The Climate Action Plan 2019 Target to which Ireland adhered, plans to generate 70% of electricity from renewables, needing up to 30TWh of renewable to fulfill this goal by the end to 2030. Competitive auctions could deliver up to 8.2 GW increase in onshore wind, at least 3.5 GW offshore wind and 1.5 GW of solar.
The national targets for 2020 are listed below:
- Contribution of the energy produced by RES to the gross final energy consumption: 20%
- Contribution of the electrical energy produced by RES to the gross electrical energy consumption: at least 40%
- Contribution of the energy produced by RES to the final energy consumption for heating and cooling: at least 20%
- Contribution of the electrical energy produced
by RES to the gross electrical energy consumption in transportation: at least 10%.
The National plan for 2020 governing the Irish Renewable Energy Market also implies an intensification of the grid line. At the moment, Ireland has a maximum System Non-Synchronous Penetration (SNSP) level of 65% (Q1 2018) , but the Climate Action Plan recognises the need to facilitate a high penetration of over 90% SNSP and Eirgrid, Irish Transmission System Operator is planning to achieve this through system services, market arrangements and additional flexibility.
The Auction System
In 2019, Ireland announced its plans to procure renewables capacity through the auction system and the Renewable Electricity Support Scheme. The plan is forecasting 5 auctions over the next ten years in order to deliver up to 8.2 GW increase in onshore wind, at least 3.5 GW offshore wind and 1.5 GW of solar.
Ireland’s new scheme is framed within the context of the Climate Action Plan and the European Union’s Clean Energy Package (EU Clean Energy Package).The RESS will be consistent with the EU Clean Energy Package and the EU Guidelines on State Aid for Environmental Protection and Energy 2014-2020. Below you can find a table describing the auction plan.
The programs can compete for three categories:
- Community: 0.5 MW-5MW
- Solar: 0.5 MW-125 MW
- All: 0.5 MW – equivalent of 600GWh/year
The eligible technologies are onshore wind, offshore wind, solar, hydro, waste to energy, biomass and biogas.
The duration of the scheme is between 14-16.5 years with an obligatory contribution to Community Benefit Fund of minimum 2€ per MWh
The characteristics on the RESS auctions are outlined at page 16 in the report.
The Market Drivers
The main market drivers involve various government incentives and policies to cope with the consequences of the the phasing out of coal in 2025.
- Investments in grid infrastructure to increase the renewable capacity along with the introduction of energy storage systems to enable a steady supply of power when renewable energy is unavailable
- Introduction of the Renewable Electricity Support Scheme with its auction system. The auctions are expected to bring up to 8.2 GW increase in onshore wind, at least 3.5 GW offshore wind and 1.5 GW of solar.

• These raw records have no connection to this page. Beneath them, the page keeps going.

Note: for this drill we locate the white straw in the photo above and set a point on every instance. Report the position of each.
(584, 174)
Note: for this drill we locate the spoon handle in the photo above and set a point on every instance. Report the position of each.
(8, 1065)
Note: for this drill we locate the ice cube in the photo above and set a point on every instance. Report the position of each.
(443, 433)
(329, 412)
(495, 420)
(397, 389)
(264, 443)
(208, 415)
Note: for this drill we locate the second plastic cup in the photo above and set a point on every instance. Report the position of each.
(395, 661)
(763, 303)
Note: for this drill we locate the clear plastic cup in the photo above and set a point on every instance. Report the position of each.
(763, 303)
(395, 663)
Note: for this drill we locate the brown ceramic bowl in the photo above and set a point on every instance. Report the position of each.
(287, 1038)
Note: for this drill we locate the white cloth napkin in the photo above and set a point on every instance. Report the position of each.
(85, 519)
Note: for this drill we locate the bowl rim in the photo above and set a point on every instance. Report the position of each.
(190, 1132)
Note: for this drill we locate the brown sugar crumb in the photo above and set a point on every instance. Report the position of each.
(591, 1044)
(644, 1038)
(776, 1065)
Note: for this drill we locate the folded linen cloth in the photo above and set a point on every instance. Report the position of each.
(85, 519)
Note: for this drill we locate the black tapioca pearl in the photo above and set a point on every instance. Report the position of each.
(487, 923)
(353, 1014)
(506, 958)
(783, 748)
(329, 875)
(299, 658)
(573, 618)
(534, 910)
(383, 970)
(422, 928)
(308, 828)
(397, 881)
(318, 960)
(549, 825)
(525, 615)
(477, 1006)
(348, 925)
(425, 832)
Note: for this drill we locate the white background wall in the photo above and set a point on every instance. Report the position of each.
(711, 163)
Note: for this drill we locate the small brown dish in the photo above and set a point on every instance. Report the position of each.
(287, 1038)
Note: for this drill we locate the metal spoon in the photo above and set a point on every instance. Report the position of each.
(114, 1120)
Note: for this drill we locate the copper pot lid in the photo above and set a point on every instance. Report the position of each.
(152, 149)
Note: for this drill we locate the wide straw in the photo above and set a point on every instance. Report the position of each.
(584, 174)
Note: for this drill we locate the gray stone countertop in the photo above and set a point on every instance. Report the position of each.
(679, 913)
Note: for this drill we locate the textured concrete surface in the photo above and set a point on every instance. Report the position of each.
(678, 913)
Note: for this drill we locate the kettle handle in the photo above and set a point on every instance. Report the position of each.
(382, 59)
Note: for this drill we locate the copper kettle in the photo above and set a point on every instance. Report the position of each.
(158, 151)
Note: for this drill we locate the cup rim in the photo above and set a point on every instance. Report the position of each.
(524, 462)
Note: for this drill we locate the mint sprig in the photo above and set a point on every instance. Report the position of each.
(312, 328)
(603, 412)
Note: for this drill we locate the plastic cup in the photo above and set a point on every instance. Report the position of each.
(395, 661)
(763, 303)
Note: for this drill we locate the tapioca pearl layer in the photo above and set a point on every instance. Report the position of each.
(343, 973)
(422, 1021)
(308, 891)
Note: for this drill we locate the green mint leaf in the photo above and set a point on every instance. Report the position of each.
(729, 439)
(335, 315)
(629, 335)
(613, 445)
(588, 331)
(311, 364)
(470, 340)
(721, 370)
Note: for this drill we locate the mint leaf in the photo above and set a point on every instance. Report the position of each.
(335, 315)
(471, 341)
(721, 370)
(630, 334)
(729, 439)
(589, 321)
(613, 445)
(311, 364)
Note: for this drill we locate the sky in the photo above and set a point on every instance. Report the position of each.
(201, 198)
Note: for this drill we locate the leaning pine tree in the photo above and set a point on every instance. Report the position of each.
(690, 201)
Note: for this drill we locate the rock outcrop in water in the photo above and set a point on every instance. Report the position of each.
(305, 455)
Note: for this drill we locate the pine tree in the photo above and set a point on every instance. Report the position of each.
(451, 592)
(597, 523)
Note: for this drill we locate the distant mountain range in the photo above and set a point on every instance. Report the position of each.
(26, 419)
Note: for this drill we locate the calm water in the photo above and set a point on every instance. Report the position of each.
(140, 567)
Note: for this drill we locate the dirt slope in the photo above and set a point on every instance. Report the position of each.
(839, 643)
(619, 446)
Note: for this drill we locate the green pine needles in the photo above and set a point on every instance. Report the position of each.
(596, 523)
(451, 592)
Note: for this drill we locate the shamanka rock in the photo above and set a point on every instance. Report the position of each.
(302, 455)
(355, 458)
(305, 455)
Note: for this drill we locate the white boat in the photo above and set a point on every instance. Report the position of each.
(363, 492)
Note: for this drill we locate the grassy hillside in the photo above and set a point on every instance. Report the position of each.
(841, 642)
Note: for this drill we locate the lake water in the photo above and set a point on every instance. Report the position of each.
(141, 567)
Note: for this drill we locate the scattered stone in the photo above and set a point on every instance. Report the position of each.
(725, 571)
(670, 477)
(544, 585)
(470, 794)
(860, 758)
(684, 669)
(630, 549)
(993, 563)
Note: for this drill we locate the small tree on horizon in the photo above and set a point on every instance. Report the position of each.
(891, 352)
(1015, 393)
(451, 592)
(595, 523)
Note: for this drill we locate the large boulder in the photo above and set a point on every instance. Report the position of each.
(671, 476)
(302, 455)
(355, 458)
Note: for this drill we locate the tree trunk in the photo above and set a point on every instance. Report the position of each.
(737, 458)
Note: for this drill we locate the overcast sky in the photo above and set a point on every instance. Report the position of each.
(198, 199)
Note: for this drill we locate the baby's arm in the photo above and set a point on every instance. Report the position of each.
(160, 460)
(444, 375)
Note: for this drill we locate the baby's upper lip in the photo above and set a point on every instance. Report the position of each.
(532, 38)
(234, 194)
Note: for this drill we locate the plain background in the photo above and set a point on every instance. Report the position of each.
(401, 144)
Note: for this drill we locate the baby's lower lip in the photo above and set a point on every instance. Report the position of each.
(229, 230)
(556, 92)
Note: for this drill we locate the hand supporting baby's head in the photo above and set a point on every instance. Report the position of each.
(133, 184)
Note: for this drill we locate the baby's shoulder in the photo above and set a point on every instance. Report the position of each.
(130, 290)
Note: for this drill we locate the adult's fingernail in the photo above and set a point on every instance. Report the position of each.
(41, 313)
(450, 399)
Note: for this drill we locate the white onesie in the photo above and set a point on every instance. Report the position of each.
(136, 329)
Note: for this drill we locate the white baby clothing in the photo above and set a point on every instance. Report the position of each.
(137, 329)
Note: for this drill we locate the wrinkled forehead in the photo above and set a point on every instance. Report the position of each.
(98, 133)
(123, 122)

- Delivering a Secure, Sustainable Electricity System (DS3) which allows system operator to procure ancillary services (including frequency response and reserve services). This programme is a key driver behind the high interest and growth in battery storage in Ireland (current pipeline 2.1 GW). The first auction under this scheme was completed in 2019.
- Corporate Power Purchase Agreements: first Corporate PPA to fund a new wind farm in Ireland was signed in 2019. The Climate Action Plan 2019 expects that 15% of new renewable capacity will be contracted under PPAs.